5 Questions with Oralia Gómez-Ramírez, Evaluation Coordinator

Photo by Oralia

Oralia has joined the team as Evaluation Coordinator. She will be working alongside Paul, Alfiya, Leanne and Janice.

 

What sparked your interest in working in the HIV or hepatitis C community?

Over a decade ago, I had the privilege of a lifetime to spend a summer in Amsterdam where I studied a Summer Institute on Sexuality, Culture and Society at the University of Amsterdam. As part of the institute, we were taken on field trips and talks with local experts including the people who run the Prostitution Information Centre located in the Red Light District. There I heard about the struggles to bring about labour rights and social recognition for sex workers, and one of the speakers encouraged me to attend an International HIV Conference at some point to learn more about sex workers’ social, legal, and health mobilizations and achievements worldwide. And I did. I have been able to attend three of these international conferences to date. So, I “stumbled upon” HIV issues a bit indirectly, at least initially, but I have grown more and more interested in HIV and generally in public health issues affecting diverse countries and communities since then.

 

What’s an exciting thing you are working on now?

I am in the last stretch of my postdoctoral research at the BC Centre for Disease Control and the UBC School of Population and Public Health. I am working on a fascinating implementation science project examining the contextual factors shaping the scale-up of novel testing services (particularly those involving digital technologies) in British Columbia. I aim to use some of the insights I have gained from that project in my evaluation work at PAN.

 

If you had unlimited funds, what parts of community work would you invest in? (research, outreach, training, etc.)

I feel that the spaces for fruitful debate and the collective growth that comes as a result of thoughtful discussions have become narrower and largely limited to social media platforms. If I had unlimited funds to put towards community projects, I would invest in a province-wide campaign and program that would enable communities across BC to engage with one another in deep thinking, in collective dialogues, engagements, and exchanges, where we could slowly and carefully think through and work together in bringing about a more just world.

 

If you were to write a book about work life, what would its title be?

Zooming in: The trials and tribulations of a program evaluator in a pandemic world.

 

If you could work with a celebrity, who would it be and what would you be doing?

Time to dream.

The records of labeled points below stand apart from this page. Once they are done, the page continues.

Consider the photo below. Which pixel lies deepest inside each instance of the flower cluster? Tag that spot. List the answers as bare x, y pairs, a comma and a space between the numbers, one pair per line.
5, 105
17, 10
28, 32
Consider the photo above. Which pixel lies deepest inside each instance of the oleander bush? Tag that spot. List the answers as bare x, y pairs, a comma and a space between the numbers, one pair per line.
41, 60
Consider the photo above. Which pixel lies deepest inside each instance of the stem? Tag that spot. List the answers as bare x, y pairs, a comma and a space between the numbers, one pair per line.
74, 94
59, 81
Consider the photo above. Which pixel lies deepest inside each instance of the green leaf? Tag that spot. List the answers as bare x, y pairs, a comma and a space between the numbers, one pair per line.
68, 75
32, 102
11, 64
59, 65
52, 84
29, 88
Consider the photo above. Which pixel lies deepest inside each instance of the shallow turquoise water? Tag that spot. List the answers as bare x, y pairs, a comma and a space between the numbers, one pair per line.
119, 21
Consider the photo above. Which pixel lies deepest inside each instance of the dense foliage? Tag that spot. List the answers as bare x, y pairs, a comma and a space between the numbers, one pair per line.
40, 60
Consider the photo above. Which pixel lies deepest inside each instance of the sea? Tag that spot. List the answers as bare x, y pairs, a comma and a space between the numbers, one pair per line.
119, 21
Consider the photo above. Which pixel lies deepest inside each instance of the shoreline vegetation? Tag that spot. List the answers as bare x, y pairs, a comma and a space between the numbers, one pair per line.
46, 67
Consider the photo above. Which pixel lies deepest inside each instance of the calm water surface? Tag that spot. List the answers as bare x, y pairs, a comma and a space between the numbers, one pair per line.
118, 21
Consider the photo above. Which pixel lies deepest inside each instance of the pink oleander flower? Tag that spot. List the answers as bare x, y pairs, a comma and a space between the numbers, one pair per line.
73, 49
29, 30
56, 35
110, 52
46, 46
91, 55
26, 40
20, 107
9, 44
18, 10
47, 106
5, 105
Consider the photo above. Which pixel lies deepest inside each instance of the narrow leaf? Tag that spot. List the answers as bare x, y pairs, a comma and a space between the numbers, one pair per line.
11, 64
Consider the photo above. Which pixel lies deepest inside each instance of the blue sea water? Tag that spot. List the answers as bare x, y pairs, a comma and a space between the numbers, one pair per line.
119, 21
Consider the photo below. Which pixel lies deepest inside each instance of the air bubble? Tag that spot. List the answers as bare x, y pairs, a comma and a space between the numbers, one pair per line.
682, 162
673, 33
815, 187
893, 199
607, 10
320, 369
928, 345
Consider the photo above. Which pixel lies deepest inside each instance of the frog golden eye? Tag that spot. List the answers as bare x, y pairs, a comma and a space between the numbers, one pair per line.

As a sociocultural anthropologist, I either would join the famous Paul Farmer to work in Partners in Health for a year, or become an embedded social scientist in a field public health team sent somewhere around the world by the World Health Organization or Médecins Sans Frontières. I think there is still little widespread recognition for social scientists and social-science expertise in the field of public health and epidemic preparation and response, and if I could, I would like to contribute to changing that.